Appalling, disturbing, shameful.

Those are the words that jumped to mind when we read about Republican election commissioner Robert Spindell crowing about what he said were successful efforts by the GOP to tamp down minority turnout in Milwaukee in the 2022 mid-term elections.

Spindell, who served as a fake Republican elector for former President Donald Trump in the hotly contested 2020 presidential election, sits on the Wisconsin Elections Commission, which is charged with overseeing the fair conduct of state elections.

He said he was merely touting efforts by the GOP to counter liberal messaging in the Democratic stronghold of Milwaukee and that he does not support suppressing voter turnout.

His words belie that.

In an email newsletter Spindell said that Republicans “can be especially proud” of lowered turnout in Milwaukee during the 2022 election “with the major reduction happening in the overwhelmingly Black and Hispanic areas.”

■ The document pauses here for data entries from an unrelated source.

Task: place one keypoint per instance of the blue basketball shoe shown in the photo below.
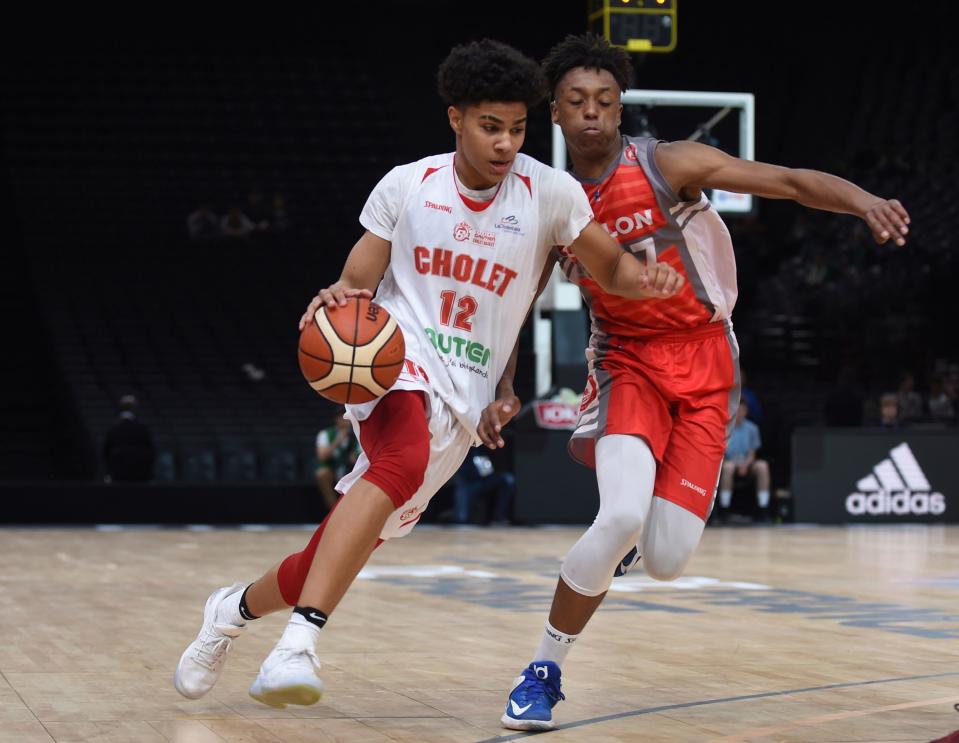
(534, 694)
(628, 562)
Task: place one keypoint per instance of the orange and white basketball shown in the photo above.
(352, 354)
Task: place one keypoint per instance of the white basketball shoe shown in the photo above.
(288, 675)
(202, 662)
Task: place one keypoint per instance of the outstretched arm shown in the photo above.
(618, 271)
(691, 165)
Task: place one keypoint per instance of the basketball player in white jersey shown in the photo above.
(663, 381)
(454, 248)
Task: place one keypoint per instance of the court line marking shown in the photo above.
(721, 700)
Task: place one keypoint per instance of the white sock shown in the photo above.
(725, 498)
(300, 633)
(555, 645)
(228, 612)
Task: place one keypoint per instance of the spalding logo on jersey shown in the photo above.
(461, 232)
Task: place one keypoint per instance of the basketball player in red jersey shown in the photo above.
(663, 380)
(454, 248)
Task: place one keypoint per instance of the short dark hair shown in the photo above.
(590, 51)
(489, 70)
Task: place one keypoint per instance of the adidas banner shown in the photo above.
(861, 476)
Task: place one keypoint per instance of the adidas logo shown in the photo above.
(896, 486)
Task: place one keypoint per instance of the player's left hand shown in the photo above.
(888, 220)
(662, 281)
(494, 416)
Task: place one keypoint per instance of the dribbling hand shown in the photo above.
(333, 296)
(494, 416)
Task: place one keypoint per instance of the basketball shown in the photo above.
(352, 354)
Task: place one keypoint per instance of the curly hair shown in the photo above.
(489, 70)
(590, 51)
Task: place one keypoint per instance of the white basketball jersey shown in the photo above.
(463, 274)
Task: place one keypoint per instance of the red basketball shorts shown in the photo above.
(678, 391)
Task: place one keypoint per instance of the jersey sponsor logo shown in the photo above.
(439, 207)
(555, 415)
(463, 267)
(462, 232)
(897, 486)
(486, 239)
(509, 223)
(687, 484)
(461, 348)
(628, 224)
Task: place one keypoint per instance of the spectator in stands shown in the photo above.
(236, 225)
(476, 478)
(202, 225)
(817, 272)
(910, 401)
(951, 386)
(889, 416)
(128, 450)
(256, 209)
(280, 218)
(741, 461)
(940, 406)
(336, 452)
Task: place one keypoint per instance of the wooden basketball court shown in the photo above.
(775, 634)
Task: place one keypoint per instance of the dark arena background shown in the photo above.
(169, 209)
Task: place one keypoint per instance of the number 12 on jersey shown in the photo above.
(467, 308)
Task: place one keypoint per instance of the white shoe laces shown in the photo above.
(212, 649)
(286, 654)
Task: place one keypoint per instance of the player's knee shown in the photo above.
(666, 564)
(627, 522)
(399, 470)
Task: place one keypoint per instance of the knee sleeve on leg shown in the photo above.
(396, 440)
(671, 536)
(625, 491)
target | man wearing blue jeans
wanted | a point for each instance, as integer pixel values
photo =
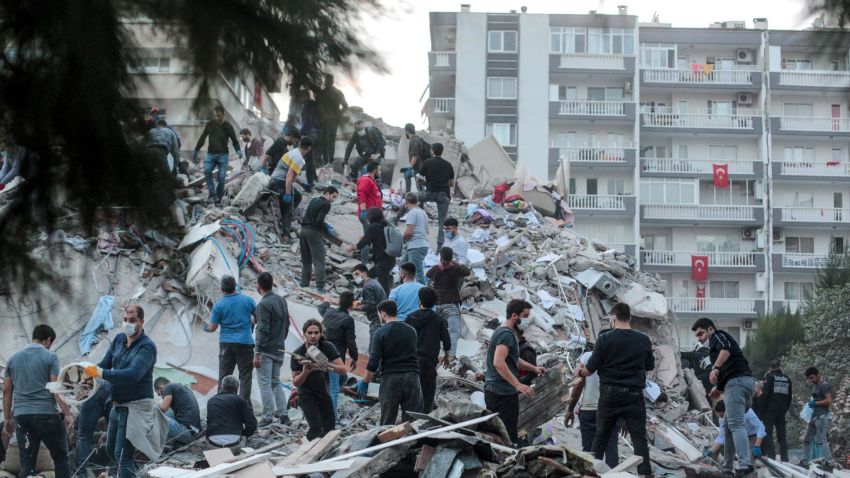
(731, 375)
(219, 132)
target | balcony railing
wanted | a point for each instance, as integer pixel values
(592, 61)
(592, 108)
(804, 260)
(698, 77)
(795, 168)
(815, 214)
(826, 79)
(665, 118)
(722, 306)
(715, 259)
(812, 123)
(694, 166)
(588, 201)
(740, 212)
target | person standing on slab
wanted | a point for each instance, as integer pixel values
(622, 357)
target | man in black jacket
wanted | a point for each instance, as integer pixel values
(219, 131)
(622, 357)
(272, 316)
(776, 400)
(312, 243)
(431, 330)
(339, 330)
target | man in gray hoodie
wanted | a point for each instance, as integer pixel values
(272, 316)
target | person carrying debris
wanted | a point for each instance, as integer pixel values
(731, 375)
(418, 152)
(776, 401)
(394, 350)
(755, 436)
(312, 242)
(219, 131)
(431, 330)
(181, 408)
(439, 178)
(406, 294)
(447, 278)
(283, 181)
(230, 418)
(36, 417)
(233, 313)
(273, 321)
(415, 235)
(372, 293)
(622, 357)
(311, 378)
(815, 442)
(339, 329)
(501, 383)
(135, 422)
(370, 145)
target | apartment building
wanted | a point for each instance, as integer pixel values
(723, 143)
(170, 85)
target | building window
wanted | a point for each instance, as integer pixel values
(501, 42)
(566, 40)
(501, 88)
(505, 133)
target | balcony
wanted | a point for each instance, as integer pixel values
(686, 168)
(702, 215)
(737, 79)
(738, 308)
(680, 261)
(821, 80)
(442, 61)
(830, 171)
(664, 120)
(592, 110)
(810, 125)
(593, 205)
(811, 216)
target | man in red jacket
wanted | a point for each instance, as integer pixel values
(368, 196)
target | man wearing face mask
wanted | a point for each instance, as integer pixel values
(501, 383)
(135, 422)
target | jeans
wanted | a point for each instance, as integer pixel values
(417, 257)
(31, 431)
(587, 426)
(229, 357)
(210, 162)
(90, 412)
(399, 389)
(442, 201)
(815, 442)
(738, 395)
(118, 447)
(616, 403)
(271, 389)
(507, 406)
(312, 256)
(451, 312)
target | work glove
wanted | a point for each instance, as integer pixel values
(362, 388)
(93, 371)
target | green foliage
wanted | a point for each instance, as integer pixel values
(774, 338)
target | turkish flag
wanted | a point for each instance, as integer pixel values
(721, 175)
(699, 268)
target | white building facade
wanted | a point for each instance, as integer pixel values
(643, 113)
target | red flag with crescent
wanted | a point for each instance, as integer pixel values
(699, 268)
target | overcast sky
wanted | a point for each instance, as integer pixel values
(402, 37)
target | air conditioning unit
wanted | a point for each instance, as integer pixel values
(744, 56)
(745, 99)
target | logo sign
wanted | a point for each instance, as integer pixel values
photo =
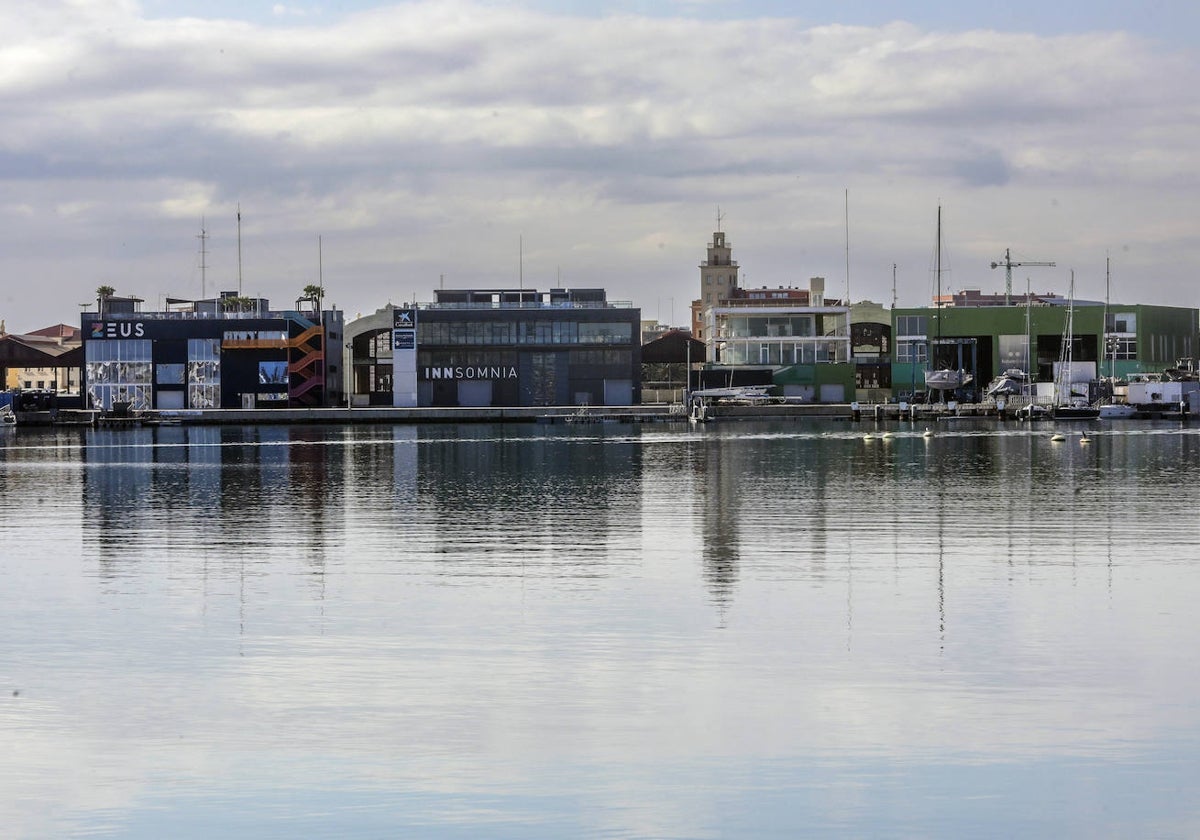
(471, 372)
(117, 329)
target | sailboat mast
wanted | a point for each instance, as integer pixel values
(1110, 343)
(937, 274)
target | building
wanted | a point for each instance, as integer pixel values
(49, 364)
(1115, 340)
(498, 347)
(229, 352)
(784, 336)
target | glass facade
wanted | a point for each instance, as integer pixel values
(120, 371)
(745, 327)
(912, 352)
(522, 333)
(203, 372)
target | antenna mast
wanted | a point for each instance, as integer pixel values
(847, 246)
(239, 250)
(204, 265)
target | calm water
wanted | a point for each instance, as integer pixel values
(601, 631)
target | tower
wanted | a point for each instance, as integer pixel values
(718, 280)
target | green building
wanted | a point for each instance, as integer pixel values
(988, 340)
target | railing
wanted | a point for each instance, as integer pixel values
(531, 305)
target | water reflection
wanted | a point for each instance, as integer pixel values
(532, 631)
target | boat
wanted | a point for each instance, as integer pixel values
(1117, 411)
(1068, 405)
(946, 378)
(1032, 412)
(1109, 408)
(1008, 383)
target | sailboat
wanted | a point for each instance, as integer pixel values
(1113, 409)
(942, 379)
(1068, 405)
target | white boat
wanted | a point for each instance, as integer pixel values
(947, 379)
(942, 379)
(1009, 382)
(1117, 411)
(1069, 406)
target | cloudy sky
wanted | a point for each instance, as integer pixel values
(391, 147)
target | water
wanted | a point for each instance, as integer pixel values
(599, 631)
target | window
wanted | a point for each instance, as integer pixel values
(203, 373)
(1121, 322)
(911, 352)
(119, 371)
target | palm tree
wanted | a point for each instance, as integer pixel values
(102, 294)
(313, 293)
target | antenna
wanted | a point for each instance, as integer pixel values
(847, 246)
(204, 265)
(239, 250)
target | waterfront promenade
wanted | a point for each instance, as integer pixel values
(555, 414)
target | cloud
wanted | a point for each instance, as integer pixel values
(457, 121)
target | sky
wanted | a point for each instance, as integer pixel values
(388, 149)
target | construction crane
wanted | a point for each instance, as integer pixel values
(1008, 274)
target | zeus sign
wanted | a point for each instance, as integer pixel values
(117, 329)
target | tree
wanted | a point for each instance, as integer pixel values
(313, 293)
(102, 294)
(237, 304)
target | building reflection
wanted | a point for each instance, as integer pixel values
(503, 501)
(210, 495)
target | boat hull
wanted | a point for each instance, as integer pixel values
(1074, 413)
(946, 381)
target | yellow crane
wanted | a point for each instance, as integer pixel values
(1008, 274)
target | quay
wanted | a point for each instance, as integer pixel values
(544, 414)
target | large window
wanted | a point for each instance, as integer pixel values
(912, 352)
(203, 373)
(1121, 322)
(617, 333)
(119, 371)
(912, 325)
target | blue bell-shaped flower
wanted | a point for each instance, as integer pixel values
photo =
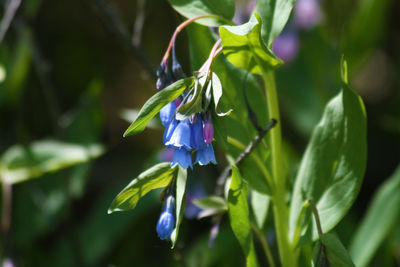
(183, 158)
(166, 222)
(181, 136)
(205, 155)
(167, 113)
(197, 140)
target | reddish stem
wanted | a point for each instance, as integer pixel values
(178, 30)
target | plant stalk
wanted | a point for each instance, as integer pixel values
(286, 254)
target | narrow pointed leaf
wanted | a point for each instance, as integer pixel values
(260, 205)
(244, 48)
(157, 176)
(20, 163)
(157, 102)
(274, 14)
(225, 9)
(238, 210)
(180, 202)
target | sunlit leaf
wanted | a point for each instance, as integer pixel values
(225, 9)
(20, 163)
(336, 253)
(238, 210)
(156, 103)
(244, 48)
(333, 165)
(180, 202)
(260, 204)
(157, 176)
(382, 216)
(274, 14)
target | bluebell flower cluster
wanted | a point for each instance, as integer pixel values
(166, 222)
(192, 135)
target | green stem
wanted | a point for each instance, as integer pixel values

According to the Associated Press, Spindell’s email detailed a number of those strategies targeting those communities. Among them, “Negative Black Radio Commercials.”

If that’s not supporting voter suppression and trying to discourage Black and Latino Americans from voting in the state’s largest city, we don’t know what is.

Instead of tamping down minority participation in elections, we would suggest Spindell — and other Republicans — take note of a recent column by Rachel Ferguson, director of the Free Enterprise Center at Concordia University in Chicago.

Ferguson noted that Black voters supporting Democrats dropped from 90% to 86% in 2022. And the Latino vote for Democrats dropped from 69% to 60%,

She argues Republicans should be wooing Black and Brown voters by espousing policies “that do justice to the historic struggle of minority communities while favoring conservative policies.”

Ferguson cites several opportunities for the GOP to attract minority support — and votes. Among them are things like border security: “First it shouldn’t be assumed that Black and Latino voters are unconcerned with border security. Legal immigrants can be surprisingly frustrated with leniency for those who didn’t have to exhausting process they did.”

Inadequate schools and rising crime rates. Ferguson contends minority parents support school choice, despite stern Democrat opposition, and notes that while Black Americans want to be treated better by police, polls show 80% wanted the same or more police in their neighborhoods.

She argues that many Black and Latino voters belong to churches that are conservative about sexuality and gender — and the push for adolescent transgenderism and polyamory “is a bridge too far for many of these religious folk.”

Those are some of the policy issues Republicans can focus on to gain support at the polls in minority communities. That’s a far better long-term strategy for the GOP and they should reject Spindell’s misguided cheerleading for efforts to stifle voter participation in Wisconsin’s minority communities.